The U.S. Senate will vote today on the so-called Buffett Rule, which attempts to ensure that Americans with millions of dollars of income at least pay taxes at the same or higher rate as do most middle-class taxpayers.
The first question to be asked is whether the proposed solution addresses a real-life problem. Is the Buffett Rule some liberal fantasy dreamed up to feed class warfare, or do a significant percentage of wealthy Americans really pay a lower tax rate than do their secretaries?
Here’s what the Congressional Research Service found in a study last year:
“Interestingly, 65% of rich taxpayers (i.e., taxable income over $1 million) — about 200,000 taxpayers — face a tax rate lower than the median tax rate of moderate-income taxpayers. The primary reason for this is the higher-income taxpayers with low tax rates receive a very high proportion of the income from long-term capital gains and qualified dividends, which are taxed at low tax rates and not subject to payroll taxes.
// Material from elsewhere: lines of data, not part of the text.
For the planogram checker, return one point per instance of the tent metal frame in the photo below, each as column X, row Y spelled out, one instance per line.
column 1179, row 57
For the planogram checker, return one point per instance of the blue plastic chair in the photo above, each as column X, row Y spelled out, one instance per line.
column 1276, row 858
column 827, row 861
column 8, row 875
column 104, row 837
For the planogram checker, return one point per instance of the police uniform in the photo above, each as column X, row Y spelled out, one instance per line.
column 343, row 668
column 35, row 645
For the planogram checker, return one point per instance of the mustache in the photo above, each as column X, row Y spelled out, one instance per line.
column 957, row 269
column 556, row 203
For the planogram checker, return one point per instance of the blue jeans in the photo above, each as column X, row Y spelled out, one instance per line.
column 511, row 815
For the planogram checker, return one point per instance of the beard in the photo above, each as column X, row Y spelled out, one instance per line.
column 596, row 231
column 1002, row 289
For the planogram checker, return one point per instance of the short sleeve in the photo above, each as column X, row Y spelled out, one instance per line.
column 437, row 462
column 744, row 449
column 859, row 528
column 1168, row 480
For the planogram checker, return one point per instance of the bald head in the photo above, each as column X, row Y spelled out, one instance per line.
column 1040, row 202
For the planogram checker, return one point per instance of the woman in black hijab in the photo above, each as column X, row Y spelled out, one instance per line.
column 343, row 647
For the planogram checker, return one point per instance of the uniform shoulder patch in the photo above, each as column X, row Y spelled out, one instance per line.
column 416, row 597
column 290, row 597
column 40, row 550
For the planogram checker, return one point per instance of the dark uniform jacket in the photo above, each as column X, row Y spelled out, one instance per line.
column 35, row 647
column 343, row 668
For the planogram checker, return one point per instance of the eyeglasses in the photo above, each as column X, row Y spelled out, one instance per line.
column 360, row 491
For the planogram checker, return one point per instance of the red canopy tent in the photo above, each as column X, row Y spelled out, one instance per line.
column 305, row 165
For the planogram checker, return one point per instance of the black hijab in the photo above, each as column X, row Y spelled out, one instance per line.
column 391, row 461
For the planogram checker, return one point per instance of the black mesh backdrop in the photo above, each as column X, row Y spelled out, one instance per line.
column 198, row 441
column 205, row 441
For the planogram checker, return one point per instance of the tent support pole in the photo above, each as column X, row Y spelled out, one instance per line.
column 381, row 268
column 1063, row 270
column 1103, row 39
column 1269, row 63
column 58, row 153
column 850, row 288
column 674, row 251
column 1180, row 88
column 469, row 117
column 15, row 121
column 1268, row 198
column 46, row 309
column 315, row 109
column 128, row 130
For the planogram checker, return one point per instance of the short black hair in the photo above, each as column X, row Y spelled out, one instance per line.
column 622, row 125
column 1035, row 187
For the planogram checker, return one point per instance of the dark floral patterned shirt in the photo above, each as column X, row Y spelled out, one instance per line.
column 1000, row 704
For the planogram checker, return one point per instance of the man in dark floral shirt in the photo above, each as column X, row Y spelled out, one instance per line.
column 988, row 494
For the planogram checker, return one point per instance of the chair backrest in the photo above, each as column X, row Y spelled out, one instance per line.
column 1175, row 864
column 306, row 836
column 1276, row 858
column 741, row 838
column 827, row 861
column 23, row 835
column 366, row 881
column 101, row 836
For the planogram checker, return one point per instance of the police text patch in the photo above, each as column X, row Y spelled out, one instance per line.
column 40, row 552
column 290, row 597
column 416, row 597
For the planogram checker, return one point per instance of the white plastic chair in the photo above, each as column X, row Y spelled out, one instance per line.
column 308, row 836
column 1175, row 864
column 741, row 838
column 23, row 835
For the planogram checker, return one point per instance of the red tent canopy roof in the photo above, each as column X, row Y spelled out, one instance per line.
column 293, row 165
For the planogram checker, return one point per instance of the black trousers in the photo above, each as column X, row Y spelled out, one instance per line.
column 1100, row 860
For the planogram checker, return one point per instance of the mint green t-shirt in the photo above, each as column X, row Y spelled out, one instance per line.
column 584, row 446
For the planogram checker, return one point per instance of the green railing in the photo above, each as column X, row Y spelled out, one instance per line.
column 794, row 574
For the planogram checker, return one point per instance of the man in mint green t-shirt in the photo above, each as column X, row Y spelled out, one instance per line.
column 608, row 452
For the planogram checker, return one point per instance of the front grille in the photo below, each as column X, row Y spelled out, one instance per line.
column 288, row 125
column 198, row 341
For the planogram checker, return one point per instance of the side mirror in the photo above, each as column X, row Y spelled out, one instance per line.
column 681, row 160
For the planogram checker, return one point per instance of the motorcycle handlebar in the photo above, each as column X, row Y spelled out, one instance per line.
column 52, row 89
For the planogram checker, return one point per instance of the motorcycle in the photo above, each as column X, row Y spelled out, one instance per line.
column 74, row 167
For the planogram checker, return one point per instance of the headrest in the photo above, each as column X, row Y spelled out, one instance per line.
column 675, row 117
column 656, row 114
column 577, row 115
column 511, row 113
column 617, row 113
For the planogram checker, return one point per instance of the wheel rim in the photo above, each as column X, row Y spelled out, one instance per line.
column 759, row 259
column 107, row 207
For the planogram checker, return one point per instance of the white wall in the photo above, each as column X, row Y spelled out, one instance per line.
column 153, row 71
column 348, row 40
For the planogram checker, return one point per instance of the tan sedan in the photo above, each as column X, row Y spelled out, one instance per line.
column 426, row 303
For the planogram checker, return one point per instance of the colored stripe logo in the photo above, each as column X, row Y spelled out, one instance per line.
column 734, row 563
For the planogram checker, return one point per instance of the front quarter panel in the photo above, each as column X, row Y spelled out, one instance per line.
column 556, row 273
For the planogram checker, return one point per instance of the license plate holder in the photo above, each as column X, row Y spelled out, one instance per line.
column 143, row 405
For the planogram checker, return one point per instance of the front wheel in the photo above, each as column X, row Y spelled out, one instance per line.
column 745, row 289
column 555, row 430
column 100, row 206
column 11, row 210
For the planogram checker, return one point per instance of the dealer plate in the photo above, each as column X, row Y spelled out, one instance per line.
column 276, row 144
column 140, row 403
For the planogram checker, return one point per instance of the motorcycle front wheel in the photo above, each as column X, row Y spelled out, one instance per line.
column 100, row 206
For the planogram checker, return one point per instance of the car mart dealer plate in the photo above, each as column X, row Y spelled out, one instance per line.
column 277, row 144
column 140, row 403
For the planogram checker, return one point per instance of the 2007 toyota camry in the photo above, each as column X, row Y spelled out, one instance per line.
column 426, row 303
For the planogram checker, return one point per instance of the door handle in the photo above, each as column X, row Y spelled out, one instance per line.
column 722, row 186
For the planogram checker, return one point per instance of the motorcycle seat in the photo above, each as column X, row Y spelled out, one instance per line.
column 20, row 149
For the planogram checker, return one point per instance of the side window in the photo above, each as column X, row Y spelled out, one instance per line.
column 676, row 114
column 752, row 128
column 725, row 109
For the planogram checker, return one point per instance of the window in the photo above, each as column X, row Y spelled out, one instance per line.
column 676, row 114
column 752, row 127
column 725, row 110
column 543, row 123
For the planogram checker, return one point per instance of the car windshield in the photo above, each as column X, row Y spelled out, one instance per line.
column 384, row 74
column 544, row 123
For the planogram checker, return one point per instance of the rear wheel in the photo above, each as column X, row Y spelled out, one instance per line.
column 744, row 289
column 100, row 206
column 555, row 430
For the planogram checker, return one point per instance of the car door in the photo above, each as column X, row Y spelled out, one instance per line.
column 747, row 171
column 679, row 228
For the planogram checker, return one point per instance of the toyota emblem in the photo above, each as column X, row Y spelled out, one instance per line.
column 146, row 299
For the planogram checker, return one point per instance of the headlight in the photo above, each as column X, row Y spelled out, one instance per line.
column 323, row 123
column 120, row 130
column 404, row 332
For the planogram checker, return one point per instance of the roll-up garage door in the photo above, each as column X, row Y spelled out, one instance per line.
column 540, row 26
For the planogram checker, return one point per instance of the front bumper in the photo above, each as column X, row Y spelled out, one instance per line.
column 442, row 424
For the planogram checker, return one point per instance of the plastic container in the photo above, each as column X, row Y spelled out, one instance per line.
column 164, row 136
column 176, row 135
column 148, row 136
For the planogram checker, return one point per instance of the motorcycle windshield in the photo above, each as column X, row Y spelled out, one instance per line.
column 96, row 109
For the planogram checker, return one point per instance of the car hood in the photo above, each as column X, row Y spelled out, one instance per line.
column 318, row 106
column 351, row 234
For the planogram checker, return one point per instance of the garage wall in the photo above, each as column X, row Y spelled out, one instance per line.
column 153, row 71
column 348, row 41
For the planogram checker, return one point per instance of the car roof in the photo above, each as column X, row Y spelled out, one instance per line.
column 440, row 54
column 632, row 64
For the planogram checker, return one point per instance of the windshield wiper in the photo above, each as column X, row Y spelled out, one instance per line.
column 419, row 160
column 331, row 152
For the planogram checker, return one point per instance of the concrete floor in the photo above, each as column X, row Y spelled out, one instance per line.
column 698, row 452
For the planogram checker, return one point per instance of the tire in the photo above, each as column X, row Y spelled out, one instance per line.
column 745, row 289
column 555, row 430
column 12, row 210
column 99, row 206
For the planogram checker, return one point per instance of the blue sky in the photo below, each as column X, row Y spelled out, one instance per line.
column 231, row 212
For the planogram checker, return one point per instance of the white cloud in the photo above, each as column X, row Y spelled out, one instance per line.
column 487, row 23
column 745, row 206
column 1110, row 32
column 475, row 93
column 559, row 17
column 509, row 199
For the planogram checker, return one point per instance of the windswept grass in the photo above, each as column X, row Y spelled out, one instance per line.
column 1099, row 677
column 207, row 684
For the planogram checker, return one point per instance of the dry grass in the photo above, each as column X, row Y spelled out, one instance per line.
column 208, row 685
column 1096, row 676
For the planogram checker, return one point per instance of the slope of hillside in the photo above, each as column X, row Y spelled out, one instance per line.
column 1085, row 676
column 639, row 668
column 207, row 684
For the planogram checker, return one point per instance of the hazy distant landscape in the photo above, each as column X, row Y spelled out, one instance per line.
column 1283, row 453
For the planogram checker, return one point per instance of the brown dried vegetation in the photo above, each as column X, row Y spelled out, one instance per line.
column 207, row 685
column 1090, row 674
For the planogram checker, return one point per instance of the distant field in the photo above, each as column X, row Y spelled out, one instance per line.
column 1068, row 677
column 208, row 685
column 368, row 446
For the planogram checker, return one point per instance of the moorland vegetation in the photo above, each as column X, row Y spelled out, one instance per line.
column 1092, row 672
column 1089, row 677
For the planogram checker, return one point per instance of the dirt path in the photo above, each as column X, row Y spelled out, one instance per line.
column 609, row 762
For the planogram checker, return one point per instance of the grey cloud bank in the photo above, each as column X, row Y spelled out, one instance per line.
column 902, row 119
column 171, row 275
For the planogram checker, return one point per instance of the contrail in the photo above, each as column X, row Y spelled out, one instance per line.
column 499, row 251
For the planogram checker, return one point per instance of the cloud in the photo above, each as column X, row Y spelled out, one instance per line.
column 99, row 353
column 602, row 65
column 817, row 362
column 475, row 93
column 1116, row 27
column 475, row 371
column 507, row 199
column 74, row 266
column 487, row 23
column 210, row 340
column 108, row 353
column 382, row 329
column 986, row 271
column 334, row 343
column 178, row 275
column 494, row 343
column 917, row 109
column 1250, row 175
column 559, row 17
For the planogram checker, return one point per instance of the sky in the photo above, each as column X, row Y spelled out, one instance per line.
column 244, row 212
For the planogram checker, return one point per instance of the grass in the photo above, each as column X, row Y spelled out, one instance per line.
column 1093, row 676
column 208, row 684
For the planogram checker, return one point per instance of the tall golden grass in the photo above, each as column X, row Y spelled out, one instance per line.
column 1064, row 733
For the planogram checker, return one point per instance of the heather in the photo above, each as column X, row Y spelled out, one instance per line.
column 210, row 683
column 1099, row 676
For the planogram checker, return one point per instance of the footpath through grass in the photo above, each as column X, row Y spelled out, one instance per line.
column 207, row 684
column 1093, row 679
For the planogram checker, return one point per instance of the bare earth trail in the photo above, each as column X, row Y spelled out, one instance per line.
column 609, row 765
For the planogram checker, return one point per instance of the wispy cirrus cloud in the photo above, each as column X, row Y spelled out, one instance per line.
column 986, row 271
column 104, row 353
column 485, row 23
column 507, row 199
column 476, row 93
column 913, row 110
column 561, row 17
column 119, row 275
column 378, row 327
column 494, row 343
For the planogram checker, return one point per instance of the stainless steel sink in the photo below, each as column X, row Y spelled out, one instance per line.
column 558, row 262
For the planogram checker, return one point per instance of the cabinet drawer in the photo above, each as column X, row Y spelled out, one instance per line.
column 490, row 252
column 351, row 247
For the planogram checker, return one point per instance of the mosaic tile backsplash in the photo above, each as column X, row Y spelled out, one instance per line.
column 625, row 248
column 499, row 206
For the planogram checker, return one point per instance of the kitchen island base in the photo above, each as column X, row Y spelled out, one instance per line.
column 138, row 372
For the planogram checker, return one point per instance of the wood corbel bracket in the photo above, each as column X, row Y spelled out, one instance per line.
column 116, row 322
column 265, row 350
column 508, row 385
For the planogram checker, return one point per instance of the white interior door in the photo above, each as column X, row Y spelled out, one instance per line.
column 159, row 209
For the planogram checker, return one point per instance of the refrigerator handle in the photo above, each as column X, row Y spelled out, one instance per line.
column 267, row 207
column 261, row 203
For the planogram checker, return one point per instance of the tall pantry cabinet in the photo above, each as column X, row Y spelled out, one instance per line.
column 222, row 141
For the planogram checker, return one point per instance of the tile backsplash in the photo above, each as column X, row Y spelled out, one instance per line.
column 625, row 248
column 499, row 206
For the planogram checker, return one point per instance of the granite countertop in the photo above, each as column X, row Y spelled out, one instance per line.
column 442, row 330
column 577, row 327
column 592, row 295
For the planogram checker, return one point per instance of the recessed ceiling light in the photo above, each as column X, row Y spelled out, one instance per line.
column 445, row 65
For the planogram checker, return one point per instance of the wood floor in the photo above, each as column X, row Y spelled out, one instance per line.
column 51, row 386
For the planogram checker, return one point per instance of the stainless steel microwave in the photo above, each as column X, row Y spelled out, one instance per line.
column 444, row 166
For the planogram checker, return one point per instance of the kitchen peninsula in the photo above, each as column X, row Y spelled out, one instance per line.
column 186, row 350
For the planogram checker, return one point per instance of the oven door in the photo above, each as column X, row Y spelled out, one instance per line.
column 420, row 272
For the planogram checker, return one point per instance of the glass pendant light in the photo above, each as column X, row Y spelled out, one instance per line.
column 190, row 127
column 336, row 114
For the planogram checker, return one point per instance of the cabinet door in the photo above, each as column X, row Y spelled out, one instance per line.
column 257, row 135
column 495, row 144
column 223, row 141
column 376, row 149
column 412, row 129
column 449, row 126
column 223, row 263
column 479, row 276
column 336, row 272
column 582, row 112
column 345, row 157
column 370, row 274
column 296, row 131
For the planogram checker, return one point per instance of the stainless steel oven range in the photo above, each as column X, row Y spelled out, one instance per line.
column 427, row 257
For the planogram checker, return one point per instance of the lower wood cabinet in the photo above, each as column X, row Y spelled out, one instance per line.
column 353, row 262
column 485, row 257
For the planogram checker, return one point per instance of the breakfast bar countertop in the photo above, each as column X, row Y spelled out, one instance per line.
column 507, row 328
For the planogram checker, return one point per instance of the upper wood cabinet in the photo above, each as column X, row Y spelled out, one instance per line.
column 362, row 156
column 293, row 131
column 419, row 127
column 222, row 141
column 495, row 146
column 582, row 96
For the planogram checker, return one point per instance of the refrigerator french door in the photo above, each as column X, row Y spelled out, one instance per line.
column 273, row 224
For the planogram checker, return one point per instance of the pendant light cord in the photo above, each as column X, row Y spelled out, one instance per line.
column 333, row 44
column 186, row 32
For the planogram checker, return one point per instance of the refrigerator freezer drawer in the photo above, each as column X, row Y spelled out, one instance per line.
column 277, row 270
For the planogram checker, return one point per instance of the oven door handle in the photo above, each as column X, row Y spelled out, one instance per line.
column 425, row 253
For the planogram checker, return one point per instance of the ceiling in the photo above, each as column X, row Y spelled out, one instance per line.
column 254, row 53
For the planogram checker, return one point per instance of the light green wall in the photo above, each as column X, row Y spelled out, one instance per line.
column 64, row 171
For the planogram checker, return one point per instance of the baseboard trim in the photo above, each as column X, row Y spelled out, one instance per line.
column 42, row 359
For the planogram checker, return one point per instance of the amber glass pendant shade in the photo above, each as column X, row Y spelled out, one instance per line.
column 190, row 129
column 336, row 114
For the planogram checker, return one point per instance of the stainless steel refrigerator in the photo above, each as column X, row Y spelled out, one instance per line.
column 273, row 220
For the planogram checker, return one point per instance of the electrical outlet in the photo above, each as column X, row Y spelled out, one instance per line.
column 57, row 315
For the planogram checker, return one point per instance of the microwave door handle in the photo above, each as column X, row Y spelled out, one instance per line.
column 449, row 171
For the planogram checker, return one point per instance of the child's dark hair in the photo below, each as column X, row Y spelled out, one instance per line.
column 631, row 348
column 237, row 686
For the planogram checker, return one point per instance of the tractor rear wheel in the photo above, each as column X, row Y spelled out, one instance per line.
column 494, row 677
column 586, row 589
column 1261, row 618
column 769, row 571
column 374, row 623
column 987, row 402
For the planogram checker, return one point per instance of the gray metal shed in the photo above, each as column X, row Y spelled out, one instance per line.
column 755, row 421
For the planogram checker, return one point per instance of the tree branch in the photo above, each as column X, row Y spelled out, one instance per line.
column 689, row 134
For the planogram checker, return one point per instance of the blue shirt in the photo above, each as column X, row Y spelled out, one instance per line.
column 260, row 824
Lower-income taxpayers with relatively high tax rates receive most of their income from wages, which are subject to payroll taxes.”
So within the very small group of people with annual incomes of more than a million dollars, the situation is far from rare. The classic example of that phenomenon is Mitt Romney, who in 2010 paid an effective total tax rate of 13.9 percent and in 2011 paid an estimated 15.4 percent.
The next question is how much additional revenue the Buffett Rule might be expected to generate. There are at least two different ways of answering that question.
If you believe that the Bush-era tax cuts will be allowed to expire as scheduled at the end of the year, then passing the Buffett Rule would raise an additional $47 billion over the next 10 years. Not a lot, but something.
However, if you believe as most experts do that the Bush-era tax cuts will NOT be allowed to expire, then the Buffett Rule would raise a more substantial $160 billion over the next 10 years.
Third, would such a tax increase on some of the richest of Americans have a negative impact on the economy? Republican critics of the proposal argue strenuously that it will hurt small businesses and reduce employment.
Analysis by the Congressional Research Service says that is untrue. First, just 1 percent of taxpayers who report business income also report income of greater than a million dollars. Of that tiny number, most would not be affected by the Buffett Rule because they already pay a relatively high tax rate. The Buffett Rule would mainly affect those whose major source of income is capital gains and dividends.
“The small share of taxpayers with small business income in the millionaire category suggests that tax reform policies designed to ensure adherence to the Buffett rule will affect few small businesses” and also would not affect employment levels, the CRS found.
Republicans also complain that the Buffett Rule is little more than political grandstanding because it will never become law and is no substitute for a serious, concerted effort to bring our deficit and debt under control.
On that point, they are absolutely, 100 percent correct.
Bringing our deficit and debt under control would require compromise. It would require substantial spending cuts from defense, entitlements and other programs, along with across-the-board tax increases. Focusing on the rich and only the rich cannot solve this problem for us.
In fact, the single biggest driver of our current deficit remains the Bush-era tax cuts. If we simply returned to Clinton-era tax law, the projected deficit in 2015 would be cut by more than half, according to the Congressional Budget Office.
But as we know, that isn’t going to happen, and the likely defeat of the Buffett Rule illustrates why. In a political environment in which it is impossible to approve a tax hike on one tenth of 1 percent of taxpayers — the richest one tenth of 1 percent — it would be political suicide to champion a broader tax hike.
As a result, we are left to choose between Democrats who propose to raise taxes slightly on those already doing quite well and Republicans who propose to cut taxes even further, especially for those already doing well. While passing those tax cuts, the GOP would also gut programs that provide a modicum of economic security for the rest of America.
Put another way, it’s a choice between those who want to put a Band Aid on a gaping wound and those who reject the Band Aid and want to bleed the pallid patient even more.